No experience with a Caimen....I see no way how that transducer works on the sponson. Is there no room inside? on the real transom? That is where, for example, an old bonefisher with sponsons would go....


----------



## backcast (Apr 9, 2013)

Transom view


----------



## backcast (Apr 9, 2013)




----------



## backcast (Apr 9, 2013)




----------



## GullsGoneWild (Dec 16, 2014)

I've got a shoot thru hull transducer on my Caimen. You may want to look at this option


----------



## Silent Drifter (Apr 29, 2021)

If that was mine id be tempted to put a thru hull in one of the the trim tabs, clean water would be the main concern even with the tab since it should be a touch above the bottom of hull if correctly installed.

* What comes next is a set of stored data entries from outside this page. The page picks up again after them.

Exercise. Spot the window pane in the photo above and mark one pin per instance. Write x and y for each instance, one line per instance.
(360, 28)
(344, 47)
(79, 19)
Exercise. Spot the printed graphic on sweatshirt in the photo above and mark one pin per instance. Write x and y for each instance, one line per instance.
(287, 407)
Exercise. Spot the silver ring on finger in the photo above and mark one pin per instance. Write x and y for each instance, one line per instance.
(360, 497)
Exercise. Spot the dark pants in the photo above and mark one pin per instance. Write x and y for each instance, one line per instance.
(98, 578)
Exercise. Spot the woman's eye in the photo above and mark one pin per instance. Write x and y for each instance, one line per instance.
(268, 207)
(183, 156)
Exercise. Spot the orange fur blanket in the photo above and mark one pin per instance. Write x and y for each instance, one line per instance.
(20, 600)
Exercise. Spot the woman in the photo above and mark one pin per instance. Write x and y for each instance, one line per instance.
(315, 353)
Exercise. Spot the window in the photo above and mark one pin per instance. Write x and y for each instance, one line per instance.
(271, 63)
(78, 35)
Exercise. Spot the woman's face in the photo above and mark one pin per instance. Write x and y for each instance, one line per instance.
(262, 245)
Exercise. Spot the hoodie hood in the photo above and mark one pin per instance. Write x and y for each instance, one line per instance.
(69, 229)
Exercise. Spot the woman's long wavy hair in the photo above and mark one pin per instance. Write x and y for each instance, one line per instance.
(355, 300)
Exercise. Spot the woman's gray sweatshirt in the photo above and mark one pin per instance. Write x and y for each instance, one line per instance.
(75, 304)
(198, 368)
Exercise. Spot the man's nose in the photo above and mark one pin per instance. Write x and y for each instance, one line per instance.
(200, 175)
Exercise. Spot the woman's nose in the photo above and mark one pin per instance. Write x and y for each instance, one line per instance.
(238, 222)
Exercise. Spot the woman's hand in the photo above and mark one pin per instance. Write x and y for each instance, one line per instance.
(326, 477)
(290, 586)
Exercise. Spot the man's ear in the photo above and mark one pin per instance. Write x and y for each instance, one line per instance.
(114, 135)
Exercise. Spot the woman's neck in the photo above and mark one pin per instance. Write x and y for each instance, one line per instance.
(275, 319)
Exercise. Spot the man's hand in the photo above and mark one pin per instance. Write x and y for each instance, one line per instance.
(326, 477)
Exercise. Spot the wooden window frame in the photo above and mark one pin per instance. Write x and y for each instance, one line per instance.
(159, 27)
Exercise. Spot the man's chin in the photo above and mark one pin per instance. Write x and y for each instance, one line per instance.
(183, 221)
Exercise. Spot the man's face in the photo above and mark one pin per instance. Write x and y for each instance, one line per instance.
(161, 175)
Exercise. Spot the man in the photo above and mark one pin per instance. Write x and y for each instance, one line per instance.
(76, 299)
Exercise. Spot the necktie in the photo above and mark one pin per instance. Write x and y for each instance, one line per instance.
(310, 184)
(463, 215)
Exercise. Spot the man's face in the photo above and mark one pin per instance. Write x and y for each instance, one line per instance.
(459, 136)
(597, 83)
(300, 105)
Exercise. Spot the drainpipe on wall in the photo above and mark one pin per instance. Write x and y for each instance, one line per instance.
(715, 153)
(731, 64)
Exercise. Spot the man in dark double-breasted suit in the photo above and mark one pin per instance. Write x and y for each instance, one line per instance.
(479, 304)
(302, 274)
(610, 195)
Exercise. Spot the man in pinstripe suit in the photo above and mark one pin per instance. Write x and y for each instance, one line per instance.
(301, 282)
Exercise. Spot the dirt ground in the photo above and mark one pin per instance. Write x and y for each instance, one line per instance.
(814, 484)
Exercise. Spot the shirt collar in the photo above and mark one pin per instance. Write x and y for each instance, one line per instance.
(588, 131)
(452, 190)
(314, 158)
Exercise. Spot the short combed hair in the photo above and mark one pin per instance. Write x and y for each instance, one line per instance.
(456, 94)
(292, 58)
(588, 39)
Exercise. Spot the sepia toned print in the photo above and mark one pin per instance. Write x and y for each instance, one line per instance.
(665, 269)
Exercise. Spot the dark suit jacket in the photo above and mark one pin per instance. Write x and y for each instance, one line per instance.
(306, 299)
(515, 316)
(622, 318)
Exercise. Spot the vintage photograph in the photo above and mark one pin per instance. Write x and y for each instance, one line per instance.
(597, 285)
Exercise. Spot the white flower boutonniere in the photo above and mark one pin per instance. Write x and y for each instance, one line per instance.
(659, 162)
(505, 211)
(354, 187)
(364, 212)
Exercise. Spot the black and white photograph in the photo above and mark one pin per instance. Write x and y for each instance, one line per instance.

Or take a more positive action and do a in-hull mount ,lots of them report good reading at cruising speeds


----------



## Gervais (Nov 28, 2016)

Jack plate mount? Looks like a tight spot to work though.


----------



## Forcefed (Aug 5, 2016)

Just mount it as a shoot thru, there are several ways to do that but I had good success on a skiff with a shoot thru setup. Then you also never have to worry about the ducer getting hit or snagging bottom as a poking skiff.


----------



## K3anderson (Jan 23, 2013)

I'm going to agree with what the others here have said. I had one like yours mounts on the inside next to where your tunnel is and it was horrible. Constantly snagging on things or ripped up. I ended up pulling it off and adding the airmar through hull which works much better. Now that I have had it a few years, I should have just never put one on as I rarely ever even look at the depth, etc.


----------